KAPALUA – Qualifying for the USTA’s Mixed 40 & Over National Invitational would be a special achievement for most.

For Marc Roest, making the tournament is even more impressive – he did it with just one hand.

Roest, born without his right hand, is part of the 9.0 Southern California team that is among the squads competing in the three-day event, which began Friday and is taking place at the Sheraton Maui Tennis Club in Lahaina, the Royal Lahaina Tennis Ranch and the Kapalua Tennis Garden.

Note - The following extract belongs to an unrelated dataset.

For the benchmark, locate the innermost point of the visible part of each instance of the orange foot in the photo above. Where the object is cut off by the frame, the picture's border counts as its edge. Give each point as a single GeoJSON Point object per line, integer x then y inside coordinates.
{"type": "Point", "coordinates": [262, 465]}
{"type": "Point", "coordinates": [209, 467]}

“It’s a pretty cool, unique opportunity that doesn’t happen very often so from that aspect it’s a very unique experience,” said Roest, 49, who teamed with Samantha Mills for a 6-1 6-1 win over Lloyd Pearson and Jennifer Joy Teti of the Middle States team in a mixed doubles match Friday. “It’s awesome to be here. I’ve been to Hawaii before but it feels awesome for this specific tennis reason.”

Roest didn’t start playing tennis until he was 28.

“I like a challenge and it was a new challenge for me,” he said.

“I was born without a hand so I just play and do it. You figure out how to get it done, and I just figured it out The challenges are in your head so if you work on your head, then you’ll succeed.”

Shaun Bernadou, the captain of Roest’s team, sees him as an inspiration to the squad.

“We’ve been around him for so long now so we forget that he’s handicapped,” she said. “He is such a great lefty player, that’s his weapon. So we all kind of forget how amazing of an achievement it is for him to play at this level and be as successful as he is. So absolutely he’s inspiring all of us.”

For Roest, it’s all about the team this weekend.

“Tennis is always about you and what you do but in this aspect you have to encourage six or eight other people to do well so everyone succeeds,” he said.

“I like this better than the individual aspect of tennis.”

Roest’s focus on team chemistry extends beyond the matches themselves.

“He’s a really, really good player, a tough player. Absolutely a team player,” Bernadou said. “But off the court, he’s just a very generous person. He’s very inclusive and a very welcoming person. He wants everybody to have a good time and be part of the group, which is a unique quality.”

The tournament has 52 teams and more than 600 players in four divisions.

“For me it would be a great accomplishment both team and individually to succeed together. That would be a very good accomplishment,” Roest said. “It would be nice to do it with all these people I know.”

Roest, who said he was a fan of John McEnroe growing up, had a simple response when asked if he hopes to motivate others.

“Absolutely,” he said. “I do this because I enjoy tennis and because I like to inspire.”

“It’s about never giving up,” he said. “About always trying no matter what, and you will always find a way.”